Junction Alignments to Genome for RNA-seq Reads
JAGuaR is an alignment protocol for paired end RNA-seq reads based on an extended reference. It uses BWA to align reads to the genome and reference transcript models (including annotated exon-exon junctions) specifically allowing the possibility for a single read to span multiple exons. Reads aligned to the special reference repository are then “repositioned” on to genomic coordinates, transforming reads spanning multiple exons into large-gapped alignments.
Availability: JAGuaR is implemented in Python, and is freely available for download at
JAGuaR creates a genome + junctions reference to be used for different read length alignments. JAGuaR has been tested with alignments using BWA (http://bio-bwa.sourceforge.net/). After reads are aligned to this reference with BWA, convertJunctions converts the junction aligned reads to genomic coordinates.

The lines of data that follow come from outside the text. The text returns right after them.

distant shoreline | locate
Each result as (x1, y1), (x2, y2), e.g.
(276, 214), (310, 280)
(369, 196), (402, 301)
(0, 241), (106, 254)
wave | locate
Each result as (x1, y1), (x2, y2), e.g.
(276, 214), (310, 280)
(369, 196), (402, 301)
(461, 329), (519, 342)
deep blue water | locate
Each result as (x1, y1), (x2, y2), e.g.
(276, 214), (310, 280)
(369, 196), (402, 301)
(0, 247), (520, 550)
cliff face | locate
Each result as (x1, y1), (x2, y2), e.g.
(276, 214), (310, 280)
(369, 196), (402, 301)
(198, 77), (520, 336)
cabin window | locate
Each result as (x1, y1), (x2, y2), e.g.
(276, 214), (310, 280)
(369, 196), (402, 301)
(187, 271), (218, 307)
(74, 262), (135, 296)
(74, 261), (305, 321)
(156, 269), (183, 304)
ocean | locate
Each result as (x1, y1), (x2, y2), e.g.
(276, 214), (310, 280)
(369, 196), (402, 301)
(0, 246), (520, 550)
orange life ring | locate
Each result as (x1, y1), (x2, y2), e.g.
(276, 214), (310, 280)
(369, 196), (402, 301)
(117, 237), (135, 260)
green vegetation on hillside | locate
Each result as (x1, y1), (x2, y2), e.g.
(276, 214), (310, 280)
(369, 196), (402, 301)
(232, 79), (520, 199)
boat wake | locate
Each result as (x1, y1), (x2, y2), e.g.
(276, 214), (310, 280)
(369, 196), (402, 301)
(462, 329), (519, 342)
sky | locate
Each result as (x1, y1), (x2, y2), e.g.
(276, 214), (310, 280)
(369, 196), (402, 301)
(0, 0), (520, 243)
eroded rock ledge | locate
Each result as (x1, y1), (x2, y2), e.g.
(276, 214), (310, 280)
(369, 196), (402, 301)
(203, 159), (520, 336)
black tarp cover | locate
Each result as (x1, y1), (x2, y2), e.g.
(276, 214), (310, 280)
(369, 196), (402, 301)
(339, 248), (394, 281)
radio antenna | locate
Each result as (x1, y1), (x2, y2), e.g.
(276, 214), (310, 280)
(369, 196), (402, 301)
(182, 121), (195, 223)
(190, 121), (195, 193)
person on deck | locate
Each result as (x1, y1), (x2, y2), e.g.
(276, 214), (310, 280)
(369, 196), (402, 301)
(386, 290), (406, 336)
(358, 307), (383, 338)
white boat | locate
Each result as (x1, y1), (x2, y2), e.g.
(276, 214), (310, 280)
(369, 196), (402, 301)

1. Create tab delimited transcript annotation file
in format which is used to create the junction reference where exon start and
end is 1-based inclusive:
transcript_id chr exon_start exon_end exon_rank strand
This format can be easily generated using BioMart by choosing ‘structures’ and then clicking the appropriate categories in the GENE and EXON section in the order you want them to appear from left to right. http://www.biomart.org/biomart/martview/
See Section C for an example of a formatted annotation file.
2. Run createJunctions
Creates the exon-exon junction sequences for each chromosome and an index with the stub chrX_JN. Concatenates the files created in step2, with the reference genome fasta (i.e. hg19.fa) file to create the genome + junction reference sequence (i.e ref.fa) for alignment.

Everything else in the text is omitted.